Questions about God are valuable regardless of whether a god exists, but treating any answer to the question as having any value or even attempting to strengthen or assert one point of view is without any value. If it cannot be solved then, ignoring the hobby value or the indirect value of testing the boundaries of knowledge, it is a waste of time to work on something that is non-existent.
I believe that listening to music or going on a hike is a valuable thing. I won’t find truth, but I will enjoy it. Maybe if I did psychological research, I would even care about why my mind enjoys music, being in the woods, or simply walking around. I have no doubt this is well studied.
It is possible that philosophers have misdefined truth and are conflating it with things that people persistently enjoy. That observation of regularity is the goal of the realm of probability and statistics. The beautiful thing about observing regularities with probability and statistics is it is possible to resolve, though not always, which patterns are real and which are idiosyncratic.

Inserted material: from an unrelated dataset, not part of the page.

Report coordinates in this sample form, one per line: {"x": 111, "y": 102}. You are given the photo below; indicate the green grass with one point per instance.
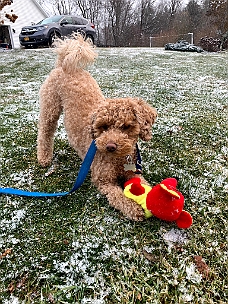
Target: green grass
{"x": 78, "y": 249}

For me, it is sufficient to assert that truth need not exist. It is enough to define what does and does not constitute a regularity in nature operationally without requiring an actual existence. For example, I don’t believe that gravitation exists. I do not believe, for example, that a rock obeys the law of gravity because it cannot disobey. Instead, I believe that the fabric of existence, space-time if you would prefer, is warped and the effect we call gravity is a human solution to talking about the observed regular effect.
I also do not believe that I can disobey the laws of gravity. There is no agency that allows for a decision on which natural laws to follow and which to ignore. I also do not believe this is not up for debate. While I do spend time reading the philosophers, it has never been to find truth, but to find a way to think about things from a different perspective and to avoid well-known mental traps.
People, such as myself, use empiricism to discover truth because the alternatives cannot provide assurances that they lead anywhere useful.